Training higher surgical trainees in laparoscopic common bile duct exploration

World J Surg. 2010 Mar;34(3):569-73. doi: 10.1007/s00268-009-0335-5.

Abstract

Background: Laparoscopic common bile duct (CBD) exploration is regarded as a safe, definitive procedure for ductal calculi, avoiding the complications of endoscopic retrograde cholangiopancreatography.

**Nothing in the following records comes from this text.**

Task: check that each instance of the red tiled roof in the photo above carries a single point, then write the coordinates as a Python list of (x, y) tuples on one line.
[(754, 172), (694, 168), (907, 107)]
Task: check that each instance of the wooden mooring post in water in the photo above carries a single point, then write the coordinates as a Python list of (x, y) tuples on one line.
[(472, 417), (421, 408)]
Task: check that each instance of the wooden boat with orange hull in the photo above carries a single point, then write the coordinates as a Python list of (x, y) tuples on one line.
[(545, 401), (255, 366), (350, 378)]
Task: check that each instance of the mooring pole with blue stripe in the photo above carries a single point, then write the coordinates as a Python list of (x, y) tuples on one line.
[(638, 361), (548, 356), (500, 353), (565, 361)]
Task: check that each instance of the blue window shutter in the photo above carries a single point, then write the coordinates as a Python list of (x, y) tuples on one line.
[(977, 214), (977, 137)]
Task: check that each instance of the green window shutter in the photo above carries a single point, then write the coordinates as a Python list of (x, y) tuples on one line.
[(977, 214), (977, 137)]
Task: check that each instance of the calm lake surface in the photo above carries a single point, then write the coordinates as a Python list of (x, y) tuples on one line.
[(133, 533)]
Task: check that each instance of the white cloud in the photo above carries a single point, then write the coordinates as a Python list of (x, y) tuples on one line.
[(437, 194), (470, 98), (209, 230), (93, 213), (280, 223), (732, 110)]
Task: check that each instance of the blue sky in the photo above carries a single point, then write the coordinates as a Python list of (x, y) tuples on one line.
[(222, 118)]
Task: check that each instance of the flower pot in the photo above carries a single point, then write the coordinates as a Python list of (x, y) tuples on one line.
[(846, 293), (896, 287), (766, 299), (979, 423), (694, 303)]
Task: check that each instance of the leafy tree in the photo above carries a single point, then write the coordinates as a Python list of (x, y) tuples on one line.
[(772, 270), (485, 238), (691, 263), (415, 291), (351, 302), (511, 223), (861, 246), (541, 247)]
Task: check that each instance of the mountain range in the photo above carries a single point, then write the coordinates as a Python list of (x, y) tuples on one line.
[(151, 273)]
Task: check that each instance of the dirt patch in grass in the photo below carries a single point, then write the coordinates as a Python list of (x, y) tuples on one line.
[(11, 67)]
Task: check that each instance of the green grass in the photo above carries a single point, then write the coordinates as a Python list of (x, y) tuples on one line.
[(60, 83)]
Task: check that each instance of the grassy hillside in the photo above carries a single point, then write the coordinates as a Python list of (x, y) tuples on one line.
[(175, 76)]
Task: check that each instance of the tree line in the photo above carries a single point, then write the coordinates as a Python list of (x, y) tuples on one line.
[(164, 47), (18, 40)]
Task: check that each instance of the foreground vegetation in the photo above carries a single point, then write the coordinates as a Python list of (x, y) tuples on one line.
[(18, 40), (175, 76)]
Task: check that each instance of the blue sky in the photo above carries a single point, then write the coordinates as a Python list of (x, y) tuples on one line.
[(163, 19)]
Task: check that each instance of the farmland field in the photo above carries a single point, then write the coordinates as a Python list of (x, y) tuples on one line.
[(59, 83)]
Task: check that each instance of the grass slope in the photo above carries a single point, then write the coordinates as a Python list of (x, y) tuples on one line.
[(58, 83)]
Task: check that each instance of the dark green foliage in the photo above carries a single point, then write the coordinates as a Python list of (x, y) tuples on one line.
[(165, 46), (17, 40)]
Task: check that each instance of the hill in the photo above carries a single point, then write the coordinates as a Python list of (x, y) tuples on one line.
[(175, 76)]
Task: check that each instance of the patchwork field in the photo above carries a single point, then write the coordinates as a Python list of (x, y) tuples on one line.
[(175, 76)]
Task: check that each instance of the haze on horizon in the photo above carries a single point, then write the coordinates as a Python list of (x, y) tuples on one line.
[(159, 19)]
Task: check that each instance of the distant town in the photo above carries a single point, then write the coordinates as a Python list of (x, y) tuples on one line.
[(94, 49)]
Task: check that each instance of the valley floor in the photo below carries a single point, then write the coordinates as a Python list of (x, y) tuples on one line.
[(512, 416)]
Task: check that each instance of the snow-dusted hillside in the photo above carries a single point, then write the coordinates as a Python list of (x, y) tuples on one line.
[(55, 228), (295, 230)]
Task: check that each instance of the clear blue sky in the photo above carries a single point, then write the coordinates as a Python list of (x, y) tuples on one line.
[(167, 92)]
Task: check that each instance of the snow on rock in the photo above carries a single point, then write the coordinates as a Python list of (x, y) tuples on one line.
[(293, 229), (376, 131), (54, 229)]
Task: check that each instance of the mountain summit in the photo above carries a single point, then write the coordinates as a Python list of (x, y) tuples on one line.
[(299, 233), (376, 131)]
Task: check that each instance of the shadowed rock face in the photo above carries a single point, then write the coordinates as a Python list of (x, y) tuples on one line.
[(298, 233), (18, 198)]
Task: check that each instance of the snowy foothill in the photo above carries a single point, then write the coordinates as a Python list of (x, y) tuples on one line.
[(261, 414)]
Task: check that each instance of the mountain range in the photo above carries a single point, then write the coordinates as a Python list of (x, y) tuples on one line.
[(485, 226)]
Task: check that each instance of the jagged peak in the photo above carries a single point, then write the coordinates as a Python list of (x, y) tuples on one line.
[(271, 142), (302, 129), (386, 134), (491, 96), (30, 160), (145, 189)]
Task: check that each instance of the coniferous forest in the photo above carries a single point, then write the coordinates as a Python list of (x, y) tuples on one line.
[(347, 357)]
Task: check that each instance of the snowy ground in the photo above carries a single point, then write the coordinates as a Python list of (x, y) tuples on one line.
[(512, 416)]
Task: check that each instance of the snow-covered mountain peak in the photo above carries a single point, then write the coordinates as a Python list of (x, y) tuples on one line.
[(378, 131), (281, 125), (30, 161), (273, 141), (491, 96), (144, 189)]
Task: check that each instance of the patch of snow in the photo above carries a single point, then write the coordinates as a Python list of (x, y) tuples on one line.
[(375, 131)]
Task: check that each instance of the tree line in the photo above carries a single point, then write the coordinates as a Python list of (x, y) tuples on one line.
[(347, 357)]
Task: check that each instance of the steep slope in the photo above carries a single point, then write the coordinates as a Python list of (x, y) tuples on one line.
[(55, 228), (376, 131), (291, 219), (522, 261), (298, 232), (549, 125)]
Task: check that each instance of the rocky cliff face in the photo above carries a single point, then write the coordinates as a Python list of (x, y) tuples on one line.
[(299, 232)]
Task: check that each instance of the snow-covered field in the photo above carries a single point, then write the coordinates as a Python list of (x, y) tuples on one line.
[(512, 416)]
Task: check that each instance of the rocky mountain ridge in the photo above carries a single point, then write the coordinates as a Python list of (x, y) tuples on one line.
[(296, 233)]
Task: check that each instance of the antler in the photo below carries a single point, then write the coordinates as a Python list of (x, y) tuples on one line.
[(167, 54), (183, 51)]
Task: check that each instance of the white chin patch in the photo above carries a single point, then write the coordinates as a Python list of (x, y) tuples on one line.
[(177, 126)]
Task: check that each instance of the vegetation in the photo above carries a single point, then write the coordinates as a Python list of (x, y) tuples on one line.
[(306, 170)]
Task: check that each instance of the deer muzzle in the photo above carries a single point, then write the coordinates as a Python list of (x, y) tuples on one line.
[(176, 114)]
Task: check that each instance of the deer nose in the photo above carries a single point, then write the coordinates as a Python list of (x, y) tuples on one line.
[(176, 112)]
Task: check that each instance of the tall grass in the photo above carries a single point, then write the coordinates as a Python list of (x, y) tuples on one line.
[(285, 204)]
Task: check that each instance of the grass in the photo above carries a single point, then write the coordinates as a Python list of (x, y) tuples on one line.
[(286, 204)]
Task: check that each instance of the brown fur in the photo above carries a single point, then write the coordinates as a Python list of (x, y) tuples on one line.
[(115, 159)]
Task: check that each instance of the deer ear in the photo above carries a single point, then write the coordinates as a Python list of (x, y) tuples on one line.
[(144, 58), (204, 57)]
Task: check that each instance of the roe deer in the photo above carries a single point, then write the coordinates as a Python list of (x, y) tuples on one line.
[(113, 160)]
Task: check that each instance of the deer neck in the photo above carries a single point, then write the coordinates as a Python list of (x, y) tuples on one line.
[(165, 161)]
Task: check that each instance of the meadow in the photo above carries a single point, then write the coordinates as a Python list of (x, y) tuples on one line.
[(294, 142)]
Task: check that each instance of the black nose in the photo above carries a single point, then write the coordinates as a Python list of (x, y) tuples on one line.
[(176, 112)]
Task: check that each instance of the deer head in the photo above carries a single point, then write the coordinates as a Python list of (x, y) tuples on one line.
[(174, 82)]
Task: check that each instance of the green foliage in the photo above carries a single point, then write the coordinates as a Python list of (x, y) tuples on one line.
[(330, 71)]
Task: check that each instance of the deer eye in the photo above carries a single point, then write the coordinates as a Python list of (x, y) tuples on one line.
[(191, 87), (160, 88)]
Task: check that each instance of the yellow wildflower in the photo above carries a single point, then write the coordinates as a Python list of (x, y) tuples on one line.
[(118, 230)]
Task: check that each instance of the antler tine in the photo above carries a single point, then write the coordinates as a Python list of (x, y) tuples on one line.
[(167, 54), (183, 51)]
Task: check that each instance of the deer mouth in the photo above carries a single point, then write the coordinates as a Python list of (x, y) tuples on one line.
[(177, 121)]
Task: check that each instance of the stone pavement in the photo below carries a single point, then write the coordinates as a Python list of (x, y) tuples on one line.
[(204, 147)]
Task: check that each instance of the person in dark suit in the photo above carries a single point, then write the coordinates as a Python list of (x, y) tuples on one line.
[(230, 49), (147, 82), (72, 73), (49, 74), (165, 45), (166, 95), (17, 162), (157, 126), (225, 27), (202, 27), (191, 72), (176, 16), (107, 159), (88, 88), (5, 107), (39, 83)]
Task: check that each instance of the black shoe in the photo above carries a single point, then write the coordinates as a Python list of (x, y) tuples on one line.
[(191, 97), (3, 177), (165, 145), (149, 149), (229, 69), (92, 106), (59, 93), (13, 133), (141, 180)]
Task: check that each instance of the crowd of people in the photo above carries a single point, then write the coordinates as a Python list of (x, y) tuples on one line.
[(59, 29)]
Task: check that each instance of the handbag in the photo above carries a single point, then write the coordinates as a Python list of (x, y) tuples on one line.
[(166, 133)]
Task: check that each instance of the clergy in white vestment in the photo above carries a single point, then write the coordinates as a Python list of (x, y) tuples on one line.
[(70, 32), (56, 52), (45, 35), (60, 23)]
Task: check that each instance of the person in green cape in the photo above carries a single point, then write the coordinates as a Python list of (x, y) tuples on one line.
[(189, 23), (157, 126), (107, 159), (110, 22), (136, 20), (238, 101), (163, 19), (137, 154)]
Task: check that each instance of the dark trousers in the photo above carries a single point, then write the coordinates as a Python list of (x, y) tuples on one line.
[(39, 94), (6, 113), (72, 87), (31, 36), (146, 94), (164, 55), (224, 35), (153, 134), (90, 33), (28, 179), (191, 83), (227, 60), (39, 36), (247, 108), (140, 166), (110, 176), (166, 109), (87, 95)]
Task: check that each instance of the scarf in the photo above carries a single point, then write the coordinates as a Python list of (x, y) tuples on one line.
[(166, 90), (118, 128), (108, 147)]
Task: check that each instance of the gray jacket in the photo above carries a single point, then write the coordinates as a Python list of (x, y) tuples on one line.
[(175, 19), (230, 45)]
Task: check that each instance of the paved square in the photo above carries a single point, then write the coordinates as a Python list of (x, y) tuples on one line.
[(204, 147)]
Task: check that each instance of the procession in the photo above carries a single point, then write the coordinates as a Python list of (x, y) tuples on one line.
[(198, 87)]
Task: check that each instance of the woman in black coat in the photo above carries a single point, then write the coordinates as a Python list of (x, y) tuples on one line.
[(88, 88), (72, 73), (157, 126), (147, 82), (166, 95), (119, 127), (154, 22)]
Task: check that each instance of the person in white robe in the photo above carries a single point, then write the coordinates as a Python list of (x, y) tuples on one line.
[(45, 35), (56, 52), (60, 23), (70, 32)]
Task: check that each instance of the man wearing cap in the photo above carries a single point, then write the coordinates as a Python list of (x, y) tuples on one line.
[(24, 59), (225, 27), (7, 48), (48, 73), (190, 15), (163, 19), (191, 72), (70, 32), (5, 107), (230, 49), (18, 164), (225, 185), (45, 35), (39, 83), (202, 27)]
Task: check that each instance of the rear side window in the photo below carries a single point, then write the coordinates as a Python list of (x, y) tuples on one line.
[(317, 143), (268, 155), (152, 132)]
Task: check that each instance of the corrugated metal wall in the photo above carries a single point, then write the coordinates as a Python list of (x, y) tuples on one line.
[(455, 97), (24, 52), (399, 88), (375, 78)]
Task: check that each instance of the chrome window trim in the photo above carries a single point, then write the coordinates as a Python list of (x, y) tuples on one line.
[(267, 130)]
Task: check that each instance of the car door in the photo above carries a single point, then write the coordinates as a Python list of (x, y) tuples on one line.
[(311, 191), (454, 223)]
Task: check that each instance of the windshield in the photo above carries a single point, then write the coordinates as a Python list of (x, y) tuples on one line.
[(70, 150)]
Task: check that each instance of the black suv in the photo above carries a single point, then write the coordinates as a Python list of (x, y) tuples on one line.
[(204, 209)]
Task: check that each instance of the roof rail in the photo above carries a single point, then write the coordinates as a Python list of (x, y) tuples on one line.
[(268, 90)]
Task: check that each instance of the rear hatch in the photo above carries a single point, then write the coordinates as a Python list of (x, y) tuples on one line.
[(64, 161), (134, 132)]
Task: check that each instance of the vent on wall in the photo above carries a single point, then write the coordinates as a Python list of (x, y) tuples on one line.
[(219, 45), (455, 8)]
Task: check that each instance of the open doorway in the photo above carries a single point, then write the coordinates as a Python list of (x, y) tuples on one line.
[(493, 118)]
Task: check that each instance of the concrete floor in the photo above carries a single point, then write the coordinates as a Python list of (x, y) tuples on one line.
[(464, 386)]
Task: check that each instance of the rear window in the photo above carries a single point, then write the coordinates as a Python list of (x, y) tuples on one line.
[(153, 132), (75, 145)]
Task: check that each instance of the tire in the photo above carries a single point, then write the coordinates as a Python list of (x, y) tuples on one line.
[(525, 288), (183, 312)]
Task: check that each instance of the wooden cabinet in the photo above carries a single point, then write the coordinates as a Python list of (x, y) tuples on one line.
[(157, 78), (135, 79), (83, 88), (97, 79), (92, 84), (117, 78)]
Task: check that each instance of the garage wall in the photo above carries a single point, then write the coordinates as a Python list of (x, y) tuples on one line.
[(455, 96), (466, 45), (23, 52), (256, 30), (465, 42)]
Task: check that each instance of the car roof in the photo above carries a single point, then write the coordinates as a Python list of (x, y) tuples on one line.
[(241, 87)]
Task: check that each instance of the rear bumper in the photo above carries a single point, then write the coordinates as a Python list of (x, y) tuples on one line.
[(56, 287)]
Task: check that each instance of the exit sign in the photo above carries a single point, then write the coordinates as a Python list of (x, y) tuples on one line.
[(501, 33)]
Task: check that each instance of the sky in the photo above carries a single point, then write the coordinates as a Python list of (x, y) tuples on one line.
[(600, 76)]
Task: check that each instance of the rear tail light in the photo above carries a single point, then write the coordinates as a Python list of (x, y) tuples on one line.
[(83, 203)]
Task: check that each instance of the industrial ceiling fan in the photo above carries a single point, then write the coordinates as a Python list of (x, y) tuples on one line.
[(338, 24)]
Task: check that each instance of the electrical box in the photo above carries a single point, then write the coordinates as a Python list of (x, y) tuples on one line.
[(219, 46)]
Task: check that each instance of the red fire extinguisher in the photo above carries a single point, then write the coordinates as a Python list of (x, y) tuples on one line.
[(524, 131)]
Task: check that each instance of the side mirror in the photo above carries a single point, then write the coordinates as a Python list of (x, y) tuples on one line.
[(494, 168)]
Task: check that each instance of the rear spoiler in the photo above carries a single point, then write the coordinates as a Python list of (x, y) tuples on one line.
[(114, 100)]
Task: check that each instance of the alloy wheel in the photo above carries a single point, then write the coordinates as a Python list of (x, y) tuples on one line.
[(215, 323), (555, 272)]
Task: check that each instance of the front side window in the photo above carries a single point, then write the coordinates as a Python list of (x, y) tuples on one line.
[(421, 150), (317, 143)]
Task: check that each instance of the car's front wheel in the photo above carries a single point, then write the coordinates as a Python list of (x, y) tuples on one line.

We aimed to evaluate the outcomes of laparoscopic CBD exploration carried out by trainees compared to those of an experienced consultant (R.W.M.).

Methods: A prospective database of all cases of laparoscopic CBD exploration over a 15-year period was analyzed retrospectively. All patients underwent a four-port technique and intraoperative cholangiography. Patient demographics, operative technique, success, and complications were analyzed.

Results: The median age of patients undergoing laparoscopic CBD exploration was 65 years (range 14-94 years). In all, 187 (79%) of the CBD explorations were performed by one consultant and 48 (21%) by trainees. Calculi were successfully cleared in 141 (88%) and 43 (96%), respectively. There were two (<1%) conversions to an open procedure in the total group. The median operating time was 130 minutes in the consultant group versus 150 minutes in the trainee group (p < 0.05, Mann-Whitney U-test). There was no significant difference in CBD clearance rate, surgical approach, or complication rate between consultant and trainees (Fisher's exact test).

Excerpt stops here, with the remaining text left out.